The first tax cut for the very rich is called the American Health Care Act, the not so hidden fine print in a bill that is also a horror story for tens of millions of Americans who would be deprived of health coverage and millions more who are threatened with bankruptcy for being sick.

And, no doubt many of the 217 Republican Congress members who narrowly passed the bill are among those expected to benefit from the nearly $600 billion tax cut in the AHCA, most of which goes to those with incomes of over $1 million a year.

What does the rest of America get? A nightmare, which ought to violate the Constitutional ban on cruel and unusual punishment.

Yes indeed: I quite agree. Here is more:

Most notably, the legislation, if enacted, would eviscerate $880 billion from Medicaid, affecting low income Americans, with a cap on federal reimbursements to states, an open invitation for states to cut eligibility and reduce covered services.

It is especially punitive for people with what the insurance companies endearingly call pre-existing conditions, which is virtually any existing health status from asthma to cancer, with the added discrimination against women, notably higher costs for pregnancy.

Under the AHCA, 40-year olds could be hit with massive increases in costs for premiums of $142,650 for metastatic cancer, $26,580 for rheumatoid arthritis, $18,720 for congestive heart failure, $17,320 for pregnancy, $8,490 for certain mental health conditions, $5,600 for diabetes, and $4.340 for asthma, according to the Center for American Progress.

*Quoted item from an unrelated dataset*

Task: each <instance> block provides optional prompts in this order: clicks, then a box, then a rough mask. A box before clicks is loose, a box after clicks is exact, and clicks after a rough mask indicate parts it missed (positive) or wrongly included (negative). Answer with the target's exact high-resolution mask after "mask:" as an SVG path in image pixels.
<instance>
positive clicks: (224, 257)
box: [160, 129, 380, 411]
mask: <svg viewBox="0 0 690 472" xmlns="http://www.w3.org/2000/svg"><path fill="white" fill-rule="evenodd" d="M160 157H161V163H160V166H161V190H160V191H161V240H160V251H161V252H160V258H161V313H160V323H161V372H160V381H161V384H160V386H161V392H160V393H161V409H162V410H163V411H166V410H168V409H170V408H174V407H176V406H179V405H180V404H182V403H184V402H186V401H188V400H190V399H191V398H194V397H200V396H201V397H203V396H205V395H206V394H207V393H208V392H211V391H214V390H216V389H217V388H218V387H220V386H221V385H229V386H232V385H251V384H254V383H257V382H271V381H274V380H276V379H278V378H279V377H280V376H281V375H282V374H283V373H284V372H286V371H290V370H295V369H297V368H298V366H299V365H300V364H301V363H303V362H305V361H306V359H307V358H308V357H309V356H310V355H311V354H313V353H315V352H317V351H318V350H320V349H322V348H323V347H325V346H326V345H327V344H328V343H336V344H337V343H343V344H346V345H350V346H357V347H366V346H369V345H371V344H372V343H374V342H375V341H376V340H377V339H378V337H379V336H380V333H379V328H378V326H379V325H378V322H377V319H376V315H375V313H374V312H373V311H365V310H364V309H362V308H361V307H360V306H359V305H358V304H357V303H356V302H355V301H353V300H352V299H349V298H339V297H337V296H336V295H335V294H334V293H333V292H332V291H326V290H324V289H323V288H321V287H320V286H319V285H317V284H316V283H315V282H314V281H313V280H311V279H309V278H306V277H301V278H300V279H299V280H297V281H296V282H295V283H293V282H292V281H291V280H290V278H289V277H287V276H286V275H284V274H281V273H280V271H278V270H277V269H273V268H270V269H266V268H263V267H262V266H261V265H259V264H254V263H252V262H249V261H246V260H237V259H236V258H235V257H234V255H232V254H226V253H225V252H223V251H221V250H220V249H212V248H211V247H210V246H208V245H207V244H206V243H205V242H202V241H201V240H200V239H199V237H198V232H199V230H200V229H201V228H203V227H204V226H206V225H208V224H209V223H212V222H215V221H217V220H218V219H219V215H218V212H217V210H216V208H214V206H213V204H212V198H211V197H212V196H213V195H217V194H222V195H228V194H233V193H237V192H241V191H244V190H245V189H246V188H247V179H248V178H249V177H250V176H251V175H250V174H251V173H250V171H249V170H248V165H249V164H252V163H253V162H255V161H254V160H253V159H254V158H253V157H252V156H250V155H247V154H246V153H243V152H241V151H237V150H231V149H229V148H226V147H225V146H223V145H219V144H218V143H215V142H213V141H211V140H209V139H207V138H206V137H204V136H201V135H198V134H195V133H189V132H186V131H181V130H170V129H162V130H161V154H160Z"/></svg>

Yes indeed - and no one but rich men can afford such premiums. Besides, this goes completely counter to the idea of healthinsurance and indeed of insurance, which is that all pay to help the relatively few who do get ill.

Here is the last bit that I'll quote from this article:

You’d think the 217 heartless legislators who voted for this monstrosity would be hiding their heads in shame. Instead they engaged in a raucous celebration, wheeling a sled full of beer into the Capitol and then holding a victory rally in the White House Rose Garden with President Trump. 

Yes indeed. And this is a recommended article.